Yeah, I think I'm going to like this. I feel like I signed up for Posh Corps. My living situation is a little too nice, it seems. I am living with a family that owns a general store. So I live right behind it, in a free standing building right above our kitchen. I say "our" because apparently I am now family. Their home is my home. So anyways, I have my own bedroom and bathroom, which has a normal toilet, sink, and - get this - shower. And honest to god shower. It may not be the best shower, but wow. I was almost enjoying the bucket baths. Now I get a shower. And downstairs is a nicer kitchen than I've had since I moved out of my family's home in San Francisco. And my host mom makes really good food. So I don't know how much I'll be cooking for the next two years. We'll see.

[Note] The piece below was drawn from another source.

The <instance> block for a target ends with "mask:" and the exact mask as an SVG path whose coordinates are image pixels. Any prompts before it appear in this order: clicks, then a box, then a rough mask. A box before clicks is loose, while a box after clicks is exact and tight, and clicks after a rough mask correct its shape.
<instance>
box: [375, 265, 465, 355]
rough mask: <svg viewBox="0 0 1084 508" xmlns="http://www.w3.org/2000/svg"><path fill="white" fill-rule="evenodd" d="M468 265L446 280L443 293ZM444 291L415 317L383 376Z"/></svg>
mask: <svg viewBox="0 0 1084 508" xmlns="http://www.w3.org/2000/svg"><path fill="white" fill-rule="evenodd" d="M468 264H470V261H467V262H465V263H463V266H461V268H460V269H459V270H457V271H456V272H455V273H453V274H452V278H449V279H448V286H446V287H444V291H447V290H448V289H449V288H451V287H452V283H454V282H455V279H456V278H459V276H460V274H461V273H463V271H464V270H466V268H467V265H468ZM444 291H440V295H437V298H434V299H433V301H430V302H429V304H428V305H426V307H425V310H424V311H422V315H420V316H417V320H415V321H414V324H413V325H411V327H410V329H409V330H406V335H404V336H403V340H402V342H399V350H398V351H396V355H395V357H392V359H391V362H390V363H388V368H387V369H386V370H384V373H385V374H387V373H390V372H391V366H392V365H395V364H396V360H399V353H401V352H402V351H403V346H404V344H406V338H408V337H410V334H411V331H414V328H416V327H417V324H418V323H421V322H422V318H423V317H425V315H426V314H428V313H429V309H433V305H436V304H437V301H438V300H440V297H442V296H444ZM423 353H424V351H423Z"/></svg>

So I'll have a lot more to say once I start working there. It's a small health center with not too much going on. So I expect to start some secondary projects, probably working with HIV/AIDS education. As we all probably don't know, Guyana has the second highest infection rate in the region, the first being Haiti. Though the official number is 3% to 5% infection rate, the real number could be a lot higher because testing is minimal and the stigma against being positive is immense. And even if the official number is right, it's just waiting to explode. So I guess I'm living in a tinderbox.
But before I get you all sad, let me tell you a little story from my time on the Essequibo Coast. Peace Corps is not the only international organization here. Among many others, the U.N. has a doctor program here. The U.N. doctor who has been placed at the main Essequibo Coast Regional Hospital is Dr. Nagesh, a HIV specialist from India. He's been here for the past 6 months, with 18 months to go. So Dr. Nagesh is amazingly nice and intelligent, as well as passionate about fighting HIV/AIDS. And he's friends with a few of the Peace Corps volunteers on the coast. So he invited a few of us over for dinner on Tuesday night. So we show up at his house. But I shouldn't say house - I should say mansion. Apparently the U.N. has very high security standards for it's doctor volunteers, so he was forced to live in a huge, two story, four bedroom mansion, all by himself. It has a perimeter fence, bars on all the windows, etc. Inside it is massive. And it's really funny, because he totally doesn't have enough furniture to fill it up. He's almost ashamed of it, but he had no choice. So we come over and he's making real Indian food, which was fantastic. But first we sit around, and he shows us an Indian magazine he just got from India. Apparently, there is a documentary about him fighting the rise of HIV/AIDS in India - and it's called "Dr. Nagesh." How ridiculous is that? He has a documentary NAMED after him. Not only that, but it got second prize in a French film festival. We're just sitting there, amazed that this wildly talented and brilliant doctor is here in Guyana, making us food. And he was telling me how he was worried I would be under-utilized at my site. Me under-utilized? How about you, Dr. Nagesh? Jeez. So then we have dinner, and he puts on music. The first song? Nas - "NY State of Mind." A gritty, early 90's rap song about New York. I had to put down my fork and start laughing. I mean, this is not quite what I thought Peace Corps is all about. Here I am, drinking the best rum in the world (did I mention we're drinking Guyanese rum, which is world famous), eating Indian food prepared by a famous Indian doctor working with the U.N., sitting in a mansion, listening to Nas. It was a little much for me. This is not the "mud huts on the African Savannah" I imagined when I signed up for Peace Corps. Not that I was complaining.
Anyways, that's life down here. From what I can ascertain, it sounds like Prez Bush broke some laws. Impeachment, anybody? Though that's not Peace Corps talking - that's Mark "crazy liberal from San Francisco" Hejinian talking. So anyways, feel free to let me know how that turns out. Cheers!
1 Comments:
Great blog. Isn't it fun to re-read your posts, as strangers leave comments? I just had a phone interview today for PCR in Guyana. I'll have to keep reading!